Around the World in Seven Months
CHAPTER XXVI.
THROUGH THE SUEZ CANAL.
CAIRO, February 12, 1890.
At 9 P.M., on the 10th instant, the big steamer _Khedive_ anchored at Suez, the Red Sea entrance to the canal; and I was much interested in watching the engineers making steam connections to a large dynamo on deck. The connections were made by copper pipes and flange joints. In half an hour they were ready. Captain Loggin gave the signal, and the stately vessel moved on at the rate of six miles an hour towards Port Said on the Mediterranean. The canal is 87 miles long, and when completed was 72 feet wide and 26 feet deep, but two years ago it was decided to enlarge it to 120 feet wide, 27 feet 8 inches deep. They are now at work on the enlargement, as I saw four immense dredgers lying in the canal near Suez, and was informed that thousands of men could be seen during the day at work all along the route.
I stationed myself on the upper deck at 9.30 P.M., and remained there all night with the kind and pleasant captain for my only companion, only leaving when we were nearing Ismaïlia at six in the morning; and I was amply rewarded by sights such as I never expect to see again.
The five thousand candle-power electric light, with a Mangin reflector, spread the rays out fanlike, and illuminated the canal and vicinity for half a mile ahead and several hundred feet wide, so that the smallest thing on the land or in the water could be seen. The electric rays illuminated the water so that the white-painted buoys, of which you could often see three or four at a time, seemed to be lighted from the inside, as if made of translucent golden porcelain, and suspended in mid-air. The white sand on the banks of the canal might be readily mistaken for snow, and was in one place piled up fifty feet high, for a long distance, and the general effect was singularly weird, as the great steamer moved majestically on. When we reached the small Bitter Water Lake, the buoys were on stands fifteen feet high, out of water, looking as if they were made of silver, the pear-shaped domes like illuminated mosques. Once where there was an opening in the sand-bank, the light illuminated a hill some distance off, and it seemed as if I were looking upon a great city, with its mosques, minarets, churches, and buildings all being destroyed by fire. Several times, when approaching huge dredging machines, the electric light seemed to transform them into beautiful flower boats on which fairies might be dancing. As we entered the large Bitter Lake, the electric lights were put out and the vessel guided by a pilot increased her speed.

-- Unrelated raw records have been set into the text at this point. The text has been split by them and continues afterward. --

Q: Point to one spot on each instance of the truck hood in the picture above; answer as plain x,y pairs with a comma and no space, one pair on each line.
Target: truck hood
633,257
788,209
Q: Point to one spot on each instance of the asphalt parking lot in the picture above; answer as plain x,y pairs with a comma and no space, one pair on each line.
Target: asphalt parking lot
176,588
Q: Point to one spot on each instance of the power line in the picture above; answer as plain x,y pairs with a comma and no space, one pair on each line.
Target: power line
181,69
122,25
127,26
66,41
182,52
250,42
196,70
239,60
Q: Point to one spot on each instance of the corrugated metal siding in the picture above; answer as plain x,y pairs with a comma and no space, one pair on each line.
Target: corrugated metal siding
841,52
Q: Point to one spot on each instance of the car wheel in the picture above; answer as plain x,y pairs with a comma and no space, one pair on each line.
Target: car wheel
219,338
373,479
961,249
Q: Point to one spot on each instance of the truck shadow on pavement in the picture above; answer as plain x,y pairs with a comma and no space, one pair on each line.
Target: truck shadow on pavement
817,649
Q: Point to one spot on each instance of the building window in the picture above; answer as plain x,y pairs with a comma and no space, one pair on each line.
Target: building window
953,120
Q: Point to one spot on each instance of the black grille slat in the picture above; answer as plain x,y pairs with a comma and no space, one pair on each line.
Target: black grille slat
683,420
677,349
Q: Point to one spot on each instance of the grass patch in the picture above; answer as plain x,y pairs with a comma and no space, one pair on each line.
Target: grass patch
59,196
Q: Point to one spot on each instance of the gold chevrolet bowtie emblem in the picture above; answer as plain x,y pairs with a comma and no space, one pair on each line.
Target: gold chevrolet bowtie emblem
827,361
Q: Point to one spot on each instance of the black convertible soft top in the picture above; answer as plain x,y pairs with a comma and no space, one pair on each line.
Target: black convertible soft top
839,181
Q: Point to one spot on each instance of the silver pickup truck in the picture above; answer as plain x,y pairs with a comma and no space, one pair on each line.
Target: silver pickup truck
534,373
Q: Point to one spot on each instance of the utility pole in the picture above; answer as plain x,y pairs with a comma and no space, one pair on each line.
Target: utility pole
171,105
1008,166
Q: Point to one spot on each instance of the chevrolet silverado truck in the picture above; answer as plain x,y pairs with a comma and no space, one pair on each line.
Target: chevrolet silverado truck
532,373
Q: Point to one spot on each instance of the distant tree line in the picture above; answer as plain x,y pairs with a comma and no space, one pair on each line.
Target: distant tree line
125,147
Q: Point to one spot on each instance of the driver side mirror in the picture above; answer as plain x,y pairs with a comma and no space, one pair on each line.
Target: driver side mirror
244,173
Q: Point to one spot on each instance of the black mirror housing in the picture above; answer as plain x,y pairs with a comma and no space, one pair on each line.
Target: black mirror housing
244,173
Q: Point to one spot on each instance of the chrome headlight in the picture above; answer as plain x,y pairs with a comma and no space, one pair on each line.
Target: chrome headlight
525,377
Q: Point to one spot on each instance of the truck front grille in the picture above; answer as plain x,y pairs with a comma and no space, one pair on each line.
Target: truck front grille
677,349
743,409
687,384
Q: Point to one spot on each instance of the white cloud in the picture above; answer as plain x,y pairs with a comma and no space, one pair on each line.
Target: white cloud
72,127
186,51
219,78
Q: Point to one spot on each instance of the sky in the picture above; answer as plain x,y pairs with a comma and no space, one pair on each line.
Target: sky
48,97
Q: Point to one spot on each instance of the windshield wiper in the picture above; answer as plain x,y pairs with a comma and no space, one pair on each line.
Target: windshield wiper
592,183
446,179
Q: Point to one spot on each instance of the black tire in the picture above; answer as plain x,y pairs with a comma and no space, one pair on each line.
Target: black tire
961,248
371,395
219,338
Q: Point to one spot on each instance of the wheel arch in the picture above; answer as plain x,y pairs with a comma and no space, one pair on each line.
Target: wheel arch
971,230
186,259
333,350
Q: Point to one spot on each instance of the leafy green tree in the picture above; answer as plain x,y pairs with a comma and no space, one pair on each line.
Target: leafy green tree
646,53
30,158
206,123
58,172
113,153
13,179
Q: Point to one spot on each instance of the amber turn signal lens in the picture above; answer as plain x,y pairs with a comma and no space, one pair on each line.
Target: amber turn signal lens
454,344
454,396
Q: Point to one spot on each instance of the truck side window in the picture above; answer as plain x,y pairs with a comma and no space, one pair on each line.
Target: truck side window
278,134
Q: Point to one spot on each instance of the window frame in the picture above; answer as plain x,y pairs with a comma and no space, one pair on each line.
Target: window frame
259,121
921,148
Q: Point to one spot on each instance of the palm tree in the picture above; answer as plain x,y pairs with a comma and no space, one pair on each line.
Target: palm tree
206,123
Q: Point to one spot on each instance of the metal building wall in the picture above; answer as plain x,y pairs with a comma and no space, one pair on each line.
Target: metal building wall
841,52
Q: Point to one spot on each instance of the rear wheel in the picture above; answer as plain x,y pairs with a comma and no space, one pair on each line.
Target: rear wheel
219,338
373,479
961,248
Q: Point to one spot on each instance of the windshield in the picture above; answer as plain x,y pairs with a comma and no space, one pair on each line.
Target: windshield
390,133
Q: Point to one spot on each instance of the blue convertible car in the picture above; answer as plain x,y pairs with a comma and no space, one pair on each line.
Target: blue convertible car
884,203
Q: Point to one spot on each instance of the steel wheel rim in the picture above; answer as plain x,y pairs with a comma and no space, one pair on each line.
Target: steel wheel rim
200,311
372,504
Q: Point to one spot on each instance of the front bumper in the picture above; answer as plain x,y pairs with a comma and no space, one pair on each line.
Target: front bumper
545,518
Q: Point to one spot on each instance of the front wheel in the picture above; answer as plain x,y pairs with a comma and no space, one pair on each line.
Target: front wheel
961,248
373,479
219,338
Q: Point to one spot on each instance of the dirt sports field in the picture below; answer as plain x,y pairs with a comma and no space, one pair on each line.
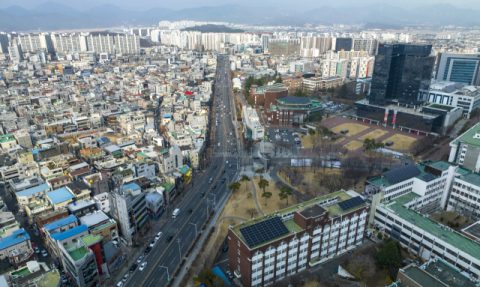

The tide rises seven feet at Suez, and forces the water up the canal to the Bitter Lakes, which operate like a safety valve, distributing the water and returning it when the tide recedes.
The Mediterranean being a tideless sea, the water runs naturally through the canal to the Bitter Lakes. Most of the commerce of the East passes through the canal, instead of around the Cape of Good Hope, as formerly. In 1887 there passed through the canal 3,137 vessels, of which 2,330 were British, and only three American. I know of no greater illustration of the fallibility of human judgment than that the English opposed the building of this canal. Lord Palmerston said it could not be built, and if done, would never pay, or be any good to commerce; and now seventy-five per cent. of the tonnage passing through it is British, and it is of immense importance to them, both politically and in a business way. But for the persistent energy of M. de Lesseps, it is safe to say the canal would not have been built for many years, if ever.
The average passages through the canal from the Mediterranean to the Red Sea have been eighteen hours, Captain Loggin having made the shortest in fifteen hours; but when the enlargement is completed, so that vessels may make an uninterrupted passage each way, the time may be reduced to twelve hours. The stock of the company has paid as high as twenty-one per cent., and I was informed that our steamer, the _Khedive_, had several hundred cases of silk on board, and that she would pay about seven thousand dollars transit charges. Every steamer passing through the canal now makes use of the electric light; those not having a dynamo on board hire one at Port Said in Suez for ten pounds sterling per trip, including two men to run it.